Examples of some of the work featured on the Creative Spark website. Aldo Moroni created bronze sculptures of many historical structures and sites in the Marcy-Holmes neighborhood, which stand near the Stone Arch Bridge on Sunday, Oct. 1.

Carter Blochwitz

Examples of some of the work featured on the Creative Spark website. Aldo Moroni created bronze sculptures of many historical structures and sites in the Marcy-Holmes neighborhood, which stand near the Stone Arch Bridge on Sunday, Oct. 1.

Kelly Busche

The Marcy-Holmes Neighborhood Association is putting the area’s art history in focus.

MHNA debuted Creative Spark: Marcy-Holmes, a website dedicated to displaying historic and contemporary art of the neighborhood, on Sept. 23. More than 100 pieces are available for viewing on the new website. 

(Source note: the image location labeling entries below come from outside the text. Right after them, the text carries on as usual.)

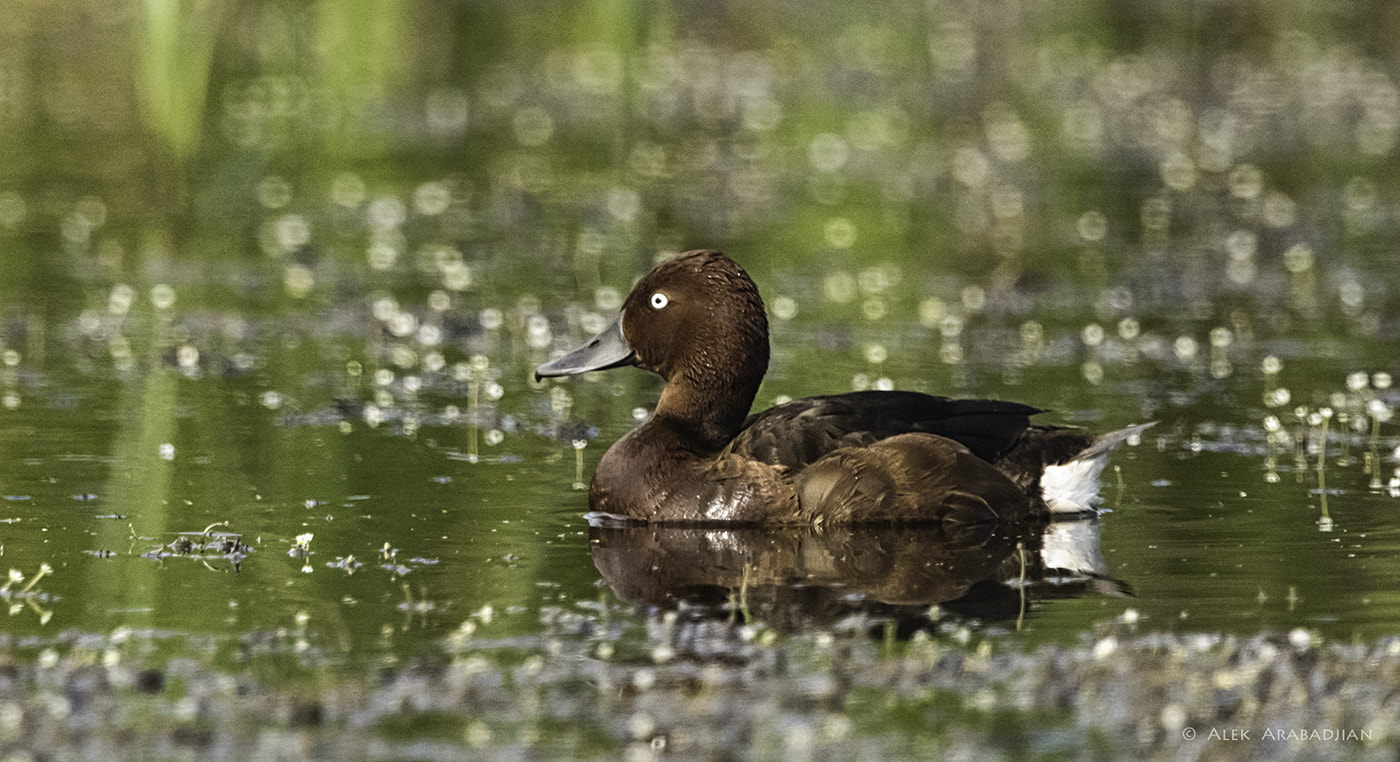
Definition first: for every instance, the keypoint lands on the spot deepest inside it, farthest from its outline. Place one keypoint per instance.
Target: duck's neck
(702, 418)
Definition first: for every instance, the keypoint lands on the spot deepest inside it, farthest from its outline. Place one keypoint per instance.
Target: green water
(277, 278)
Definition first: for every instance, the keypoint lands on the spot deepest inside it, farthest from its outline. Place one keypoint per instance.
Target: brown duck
(851, 458)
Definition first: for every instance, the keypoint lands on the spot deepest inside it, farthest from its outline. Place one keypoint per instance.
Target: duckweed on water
(305, 299)
(703, 688)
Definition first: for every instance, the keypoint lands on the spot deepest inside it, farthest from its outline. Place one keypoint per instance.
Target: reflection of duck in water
(851, 458)
(793, 577)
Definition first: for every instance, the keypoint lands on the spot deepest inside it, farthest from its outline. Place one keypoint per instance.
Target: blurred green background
(290, 265)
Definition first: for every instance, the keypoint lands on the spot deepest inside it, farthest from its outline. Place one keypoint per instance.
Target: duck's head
(697, 321)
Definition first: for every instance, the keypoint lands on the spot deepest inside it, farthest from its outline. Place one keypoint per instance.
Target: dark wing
(800, 432)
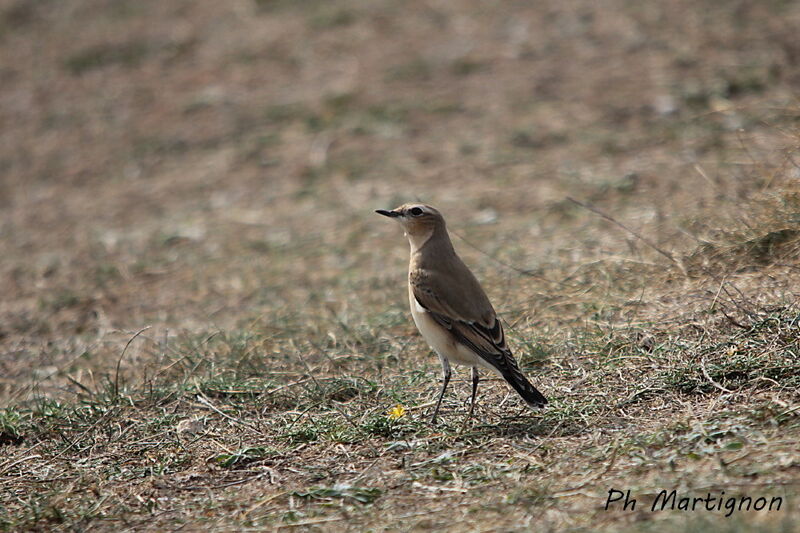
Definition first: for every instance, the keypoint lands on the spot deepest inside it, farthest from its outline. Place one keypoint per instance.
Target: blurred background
(197, 296)
(200, 165)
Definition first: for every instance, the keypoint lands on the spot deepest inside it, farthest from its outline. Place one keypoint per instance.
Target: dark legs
(445, 380)
(474, 391)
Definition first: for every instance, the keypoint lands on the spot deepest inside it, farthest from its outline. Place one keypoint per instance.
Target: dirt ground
(204, 325)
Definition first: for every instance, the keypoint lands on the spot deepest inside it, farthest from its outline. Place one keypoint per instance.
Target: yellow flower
(396, 412)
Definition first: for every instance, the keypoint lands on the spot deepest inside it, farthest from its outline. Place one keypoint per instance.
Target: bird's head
(418, 220)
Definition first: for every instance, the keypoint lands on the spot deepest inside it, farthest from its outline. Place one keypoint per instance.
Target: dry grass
(203, 323)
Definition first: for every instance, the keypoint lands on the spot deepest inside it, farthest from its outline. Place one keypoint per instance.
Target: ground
(204, 325)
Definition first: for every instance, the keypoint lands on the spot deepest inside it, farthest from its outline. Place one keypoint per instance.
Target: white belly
(440, 340)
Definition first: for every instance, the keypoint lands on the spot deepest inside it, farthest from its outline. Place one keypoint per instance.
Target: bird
(451, 309)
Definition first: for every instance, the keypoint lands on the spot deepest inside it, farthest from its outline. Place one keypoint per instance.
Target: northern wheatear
(451, 310)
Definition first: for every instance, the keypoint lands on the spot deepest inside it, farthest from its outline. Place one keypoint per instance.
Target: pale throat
(418, 240)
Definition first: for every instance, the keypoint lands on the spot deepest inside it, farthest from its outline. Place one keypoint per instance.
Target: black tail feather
(529, 393)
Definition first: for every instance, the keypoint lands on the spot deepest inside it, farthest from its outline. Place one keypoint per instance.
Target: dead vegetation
(204, 328)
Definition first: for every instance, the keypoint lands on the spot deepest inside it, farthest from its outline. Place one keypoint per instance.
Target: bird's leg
(475, 378)
(445, 380)
(472, 401)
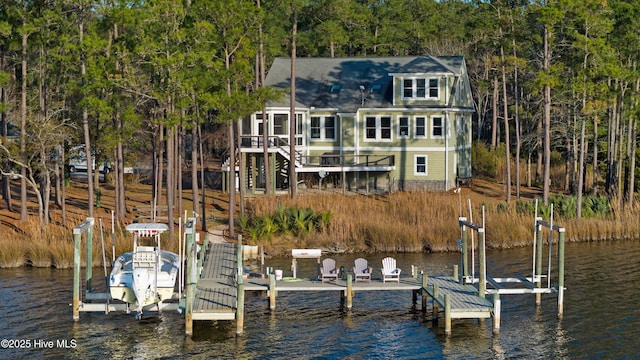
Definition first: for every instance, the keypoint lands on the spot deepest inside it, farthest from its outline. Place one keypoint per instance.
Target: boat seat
(144, 259)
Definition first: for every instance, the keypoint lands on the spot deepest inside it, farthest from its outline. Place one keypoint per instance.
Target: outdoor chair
(361, 270)
(389, 270)
(328, 270)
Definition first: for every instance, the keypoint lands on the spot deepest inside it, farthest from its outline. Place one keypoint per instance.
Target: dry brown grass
(421, 221)
(399, 222)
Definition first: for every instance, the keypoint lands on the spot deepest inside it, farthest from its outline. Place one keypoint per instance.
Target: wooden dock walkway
(217, 291)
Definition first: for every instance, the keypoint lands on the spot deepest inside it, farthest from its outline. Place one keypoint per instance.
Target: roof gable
(347, 84)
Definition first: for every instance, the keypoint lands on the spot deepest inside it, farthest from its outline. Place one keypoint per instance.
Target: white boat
(147, 275)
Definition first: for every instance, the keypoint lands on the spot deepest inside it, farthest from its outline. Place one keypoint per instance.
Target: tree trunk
(594, 189)
(4, 130)
(293, 181)
(202, 181)
(505, 107)
(23, 120)
(232, 179)
(547, 119)
(194, 168)
(494, 133)
(265, 121)
(170, 148)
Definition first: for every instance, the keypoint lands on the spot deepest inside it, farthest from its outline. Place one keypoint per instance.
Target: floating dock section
(215, 288)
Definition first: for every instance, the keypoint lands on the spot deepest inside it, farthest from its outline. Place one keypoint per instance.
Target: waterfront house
(374, 124)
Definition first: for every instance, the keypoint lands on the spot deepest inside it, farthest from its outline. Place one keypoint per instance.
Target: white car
(78, 161)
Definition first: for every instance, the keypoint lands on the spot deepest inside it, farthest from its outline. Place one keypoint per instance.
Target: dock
(216, 294)
(215, 283)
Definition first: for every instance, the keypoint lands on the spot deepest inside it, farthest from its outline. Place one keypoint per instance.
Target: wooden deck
(216, 294)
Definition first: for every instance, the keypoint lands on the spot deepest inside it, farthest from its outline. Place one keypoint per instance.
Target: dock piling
(85, 228)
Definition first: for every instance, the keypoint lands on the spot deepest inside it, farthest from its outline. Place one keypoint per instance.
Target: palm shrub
(285, 221)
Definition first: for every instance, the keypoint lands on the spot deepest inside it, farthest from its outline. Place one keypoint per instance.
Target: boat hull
(142, 285)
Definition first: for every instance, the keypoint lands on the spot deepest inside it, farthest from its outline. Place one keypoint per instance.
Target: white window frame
(416, 170)
(322, 128)
(431, 84)
(378, 128)
(424, 126)
(408, 127)
(432, 126)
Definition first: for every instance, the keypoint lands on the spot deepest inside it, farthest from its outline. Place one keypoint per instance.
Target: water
(601, 318)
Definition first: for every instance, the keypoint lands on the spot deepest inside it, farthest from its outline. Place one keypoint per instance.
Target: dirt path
(139, 195)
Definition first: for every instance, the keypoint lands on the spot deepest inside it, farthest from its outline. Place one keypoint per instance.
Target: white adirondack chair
(328, 270)
(389, 270)
(361, 270)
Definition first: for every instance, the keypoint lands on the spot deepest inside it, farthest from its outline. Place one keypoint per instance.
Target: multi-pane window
(420, 88)
(407, 85)
(323, 127)
(315, 127)
(437, 127)
(330, 127)
(420, 127)
(420, 165)
(434, 88)
(403, 127)
(377, 127)
(280, 122)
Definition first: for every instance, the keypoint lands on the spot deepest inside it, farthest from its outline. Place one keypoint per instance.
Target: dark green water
(601, 318)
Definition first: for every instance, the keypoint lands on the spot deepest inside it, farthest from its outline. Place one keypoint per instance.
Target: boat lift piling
(519, 284)
(85, 228)
(192, 273)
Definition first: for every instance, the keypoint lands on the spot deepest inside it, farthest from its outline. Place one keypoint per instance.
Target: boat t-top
(147, 275)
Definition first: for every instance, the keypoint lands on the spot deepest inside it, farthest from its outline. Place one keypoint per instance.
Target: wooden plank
(216, 294)
(524, 281)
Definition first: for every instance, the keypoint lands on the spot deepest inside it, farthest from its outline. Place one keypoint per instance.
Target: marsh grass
(420, 221)
(12, 252)
(399, 222)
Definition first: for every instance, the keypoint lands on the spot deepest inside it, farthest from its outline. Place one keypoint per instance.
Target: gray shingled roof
(358, 79)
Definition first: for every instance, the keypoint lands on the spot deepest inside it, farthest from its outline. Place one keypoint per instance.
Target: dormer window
(420, 88)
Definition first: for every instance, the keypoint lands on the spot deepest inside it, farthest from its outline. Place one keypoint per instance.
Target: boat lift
(93, 300)
(518, 284)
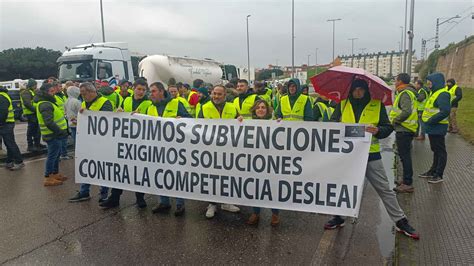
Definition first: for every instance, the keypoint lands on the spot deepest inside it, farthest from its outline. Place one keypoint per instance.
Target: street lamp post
(352, 50)
(410, 36)
(102, 19)
(333, 35)
(248, 49)
(437, 28)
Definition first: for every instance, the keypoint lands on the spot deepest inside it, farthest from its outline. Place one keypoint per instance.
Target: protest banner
(301, 166)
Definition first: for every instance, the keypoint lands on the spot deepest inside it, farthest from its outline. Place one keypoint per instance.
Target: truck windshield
(78, 71)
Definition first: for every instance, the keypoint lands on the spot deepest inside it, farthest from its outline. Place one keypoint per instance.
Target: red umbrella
(336, 82)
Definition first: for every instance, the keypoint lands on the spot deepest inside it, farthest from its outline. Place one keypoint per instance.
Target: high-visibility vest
(58, 118)
(411, 123)
(370, 116)
(96, 105)
(27, 111)
(60, 101)
(247, 104)
(115, 98)
(142, 107)
(185, 103)
(11, 114)
(452, 92)
(297, 112)
(192, 109)
(431, 110)
(210, 111)
(171, 109)
(421, 105)
(323, 110)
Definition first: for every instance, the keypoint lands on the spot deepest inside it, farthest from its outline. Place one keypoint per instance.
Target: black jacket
(358, 105)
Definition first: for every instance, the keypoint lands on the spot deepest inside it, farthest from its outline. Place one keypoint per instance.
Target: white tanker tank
(184, 69)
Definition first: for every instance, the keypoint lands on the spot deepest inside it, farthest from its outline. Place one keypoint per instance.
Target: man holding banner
(218, 108)
(138, 103)
(360, 108)
(164, 106)
(93, 102)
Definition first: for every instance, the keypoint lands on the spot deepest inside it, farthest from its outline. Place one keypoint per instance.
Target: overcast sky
(217, 29)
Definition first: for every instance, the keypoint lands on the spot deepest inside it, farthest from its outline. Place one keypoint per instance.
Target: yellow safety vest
(11, 114)
(192, 109)
(297, 112)
(142, 107)
(323, 109)
(452, 92)
(171, 109)
(96, 105)
(247, 105)
(116, 99)
(185, 103)
(58, 118)
(421, 105)
(411, 123)
(370, 116)
(27, 111)
(431, 110)
(210, 111)
(60, 101)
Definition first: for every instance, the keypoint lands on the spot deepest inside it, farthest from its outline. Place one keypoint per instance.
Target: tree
(24, 63)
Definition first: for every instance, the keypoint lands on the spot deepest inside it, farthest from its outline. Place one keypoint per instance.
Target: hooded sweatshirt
(72, 105)
(4, 105)
(443, 102)
(358, 105)
(47, 111)
(405, 104)
(160, 106)
(308, 109)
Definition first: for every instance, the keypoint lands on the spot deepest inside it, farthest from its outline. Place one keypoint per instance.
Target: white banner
(301, 166)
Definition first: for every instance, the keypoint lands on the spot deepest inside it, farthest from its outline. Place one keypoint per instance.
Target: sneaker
(109, 203)
(141, 203)
(426, 175)
(335, 222)
(7, 165)
(80, 197)
(253, 219)
(103, 197)
(404, 189)
(17, 166)
(49, 181)
(211, 211)
(275, 220)
(161, 208)
(179, 211)
(230, 208)
(403, 227)
(435, 179)
(65, 157)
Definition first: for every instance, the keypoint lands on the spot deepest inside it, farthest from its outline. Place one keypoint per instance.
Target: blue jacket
(432, 126)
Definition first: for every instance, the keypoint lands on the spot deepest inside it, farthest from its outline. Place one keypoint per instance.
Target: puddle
(384, 232)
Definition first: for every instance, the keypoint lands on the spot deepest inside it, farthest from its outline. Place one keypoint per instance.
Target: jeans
(33, 134)
(116, 193)
(440, 156)
(166, 201)
(54, 152)
(256, 210)
(85, 189)
(73, 134)
(420, 131)
(403, 141)
(8, 136)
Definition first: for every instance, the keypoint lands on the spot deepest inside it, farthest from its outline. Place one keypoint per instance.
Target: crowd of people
(52, 110)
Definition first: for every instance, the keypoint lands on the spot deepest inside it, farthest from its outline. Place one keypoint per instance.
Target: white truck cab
(96, 61)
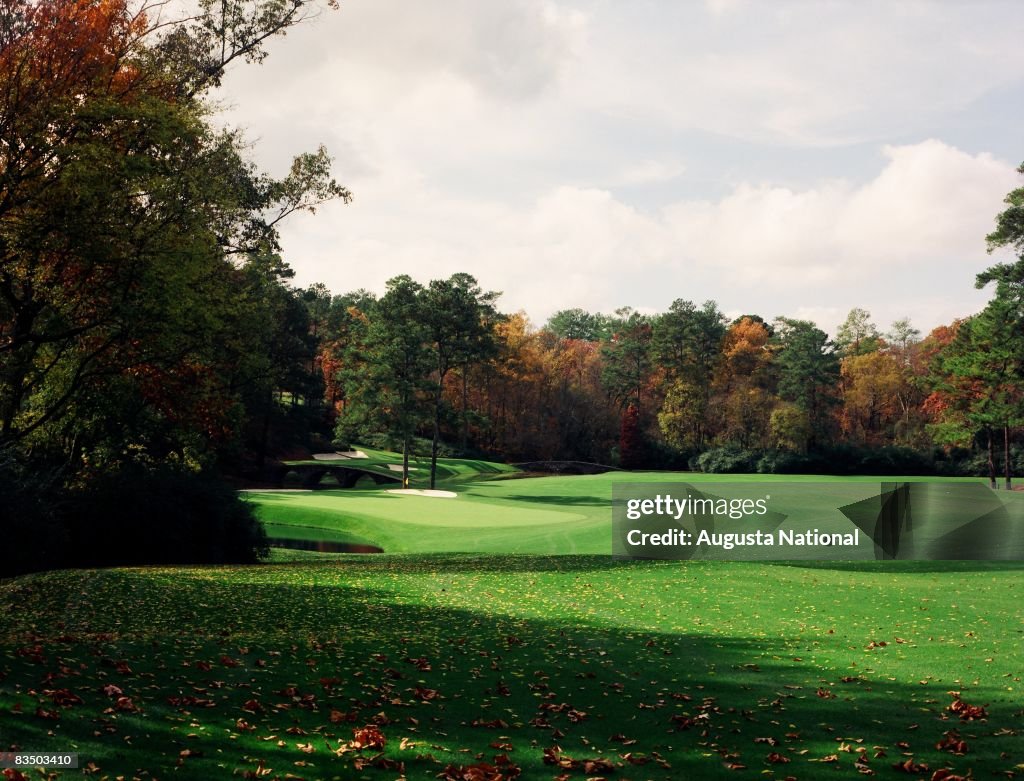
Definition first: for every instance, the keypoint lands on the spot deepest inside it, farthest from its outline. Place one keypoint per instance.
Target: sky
(795, 159)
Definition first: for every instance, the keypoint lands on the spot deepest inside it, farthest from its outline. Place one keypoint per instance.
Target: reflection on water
(322, 546)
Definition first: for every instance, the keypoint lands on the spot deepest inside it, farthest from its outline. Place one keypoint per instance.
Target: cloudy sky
(793, 159)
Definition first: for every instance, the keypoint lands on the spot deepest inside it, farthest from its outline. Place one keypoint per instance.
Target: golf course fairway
(496, 639)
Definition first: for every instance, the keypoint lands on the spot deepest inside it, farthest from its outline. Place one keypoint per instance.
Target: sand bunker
(425, 492)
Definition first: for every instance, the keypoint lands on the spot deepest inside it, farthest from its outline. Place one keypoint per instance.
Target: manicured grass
(643, 669)
(545, 515)
(704, 666)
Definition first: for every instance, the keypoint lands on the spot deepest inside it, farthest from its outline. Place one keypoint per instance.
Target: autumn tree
(579, 323)
(857, 335)
(687, 342)
(389, 388)
(808, 373)
(121, 209)
(872, 386)
(627, 357)
(459, 317)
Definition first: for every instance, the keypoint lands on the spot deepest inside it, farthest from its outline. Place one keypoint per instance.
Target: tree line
(153, 342)
(685, 388)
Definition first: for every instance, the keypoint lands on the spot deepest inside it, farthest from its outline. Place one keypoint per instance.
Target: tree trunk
(465, 409)
(404, 460)
(437, 433)
(1006, 454)
(991, 460)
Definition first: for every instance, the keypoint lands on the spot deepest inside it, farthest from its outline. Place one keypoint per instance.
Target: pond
(322, 546)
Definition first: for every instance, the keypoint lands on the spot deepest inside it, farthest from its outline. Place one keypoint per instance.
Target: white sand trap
(424, 492)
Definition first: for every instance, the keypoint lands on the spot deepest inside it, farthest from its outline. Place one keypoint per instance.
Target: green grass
(545, 515)
(649, 669)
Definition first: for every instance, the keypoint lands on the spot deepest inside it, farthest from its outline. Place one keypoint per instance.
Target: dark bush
(161, 515)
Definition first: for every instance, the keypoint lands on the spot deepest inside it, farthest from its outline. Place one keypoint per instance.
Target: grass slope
(473, 665)
(545, 515)
(660, 670)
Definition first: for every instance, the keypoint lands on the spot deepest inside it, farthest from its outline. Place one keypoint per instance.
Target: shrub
(162, 515)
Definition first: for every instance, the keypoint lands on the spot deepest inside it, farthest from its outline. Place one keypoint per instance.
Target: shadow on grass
(304, 664)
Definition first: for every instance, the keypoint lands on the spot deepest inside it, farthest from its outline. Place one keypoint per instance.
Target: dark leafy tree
(460, 319)
(808, 373)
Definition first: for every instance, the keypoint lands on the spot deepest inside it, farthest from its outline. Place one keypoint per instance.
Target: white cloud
(594, 155)
(889, 245)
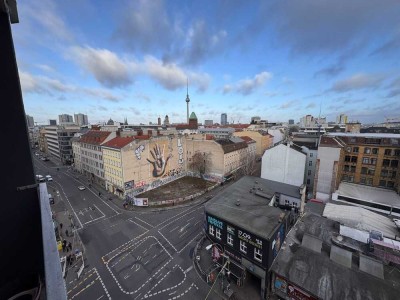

The Creative Spark gallery was the result of a partnership between MHNA and the University of Minnesota. Pieces on the website include paintings, songs, sculptures, photographs, sketches and more, with the oldest piece dating back to the mid-1800s. 

Chris Lautenschlager, executive director of the MHNA, said the project is a celebration of Minneapolis’ oldest neighborhood.

Creative Spark is a trademark project for “expressing our neighborhood’s unique character and history,” Lautenschlager said.

He said MHNA partnered with the University because it’s “an institution that’s always interested in forming partnerships with other organizations and reaching out to the neighborhoods.”

The University’s Liberal Arts Technologies and Innovation Services provided the website platform for MHNA’s art, Lautenschlager said.

Rebecca Moss, assistant director for enhancing learning at LATIS, said it was a “no-brainer” to collaborate with MHNA.

“[Creative Spark] benefits the community, but it also highlights the place that we live in,” Moss said.

LATIS also assisted the project because the University’s College of Liberal Arts is typically interested in community engagement efforts, she said. 

“Marcy-Holmes is one that had a very … compelling project,” Moss said.

Elevator, the cloud-storage software used to manage the pieces on the website, was developed by LATIS, she said. 

The project is ongoing, Lautenschlager said. With around 135 pieces online, MHNA hopes to add more. 

“Hopefully it will inspire [artists] to contribute … some of their own works because we don’t know everything that is out there,” Lautenschlager said.

Melissa Bean, former executive director of MHNA, said she gathered most of the artwork found on the Creative Spark website. 

While inside Marcy-Holmes houses, Bean said she noticed images of the Stone Arch Bridge and other neighborhood landmarks on display.

“A lot of people had such a big love of the Stone Arch Bridge,” she said.

Bean also served another role in the project — contributing artist.

“There’s lots of different ways to get people interested in the neighborhood and art is one of the ways,” she said.

The collection “differentiated [the] neighborhood,” Bean said. Marcy-Holmes is the only University neighborhood with an online art collection.

Lautenschlager said MHNA hopes University classes will eventually build a time-lapse map feature for Creative Spark. 

The map feature would show how Marcy-Holmes has changed over the years because “many of these buildings you would see in the collection are no longer there,” he said.

Creative Spark will serve as a record of the neighborhood for years to come, Bean said. 

“It [has] a lot of potential for more life after this,” she said.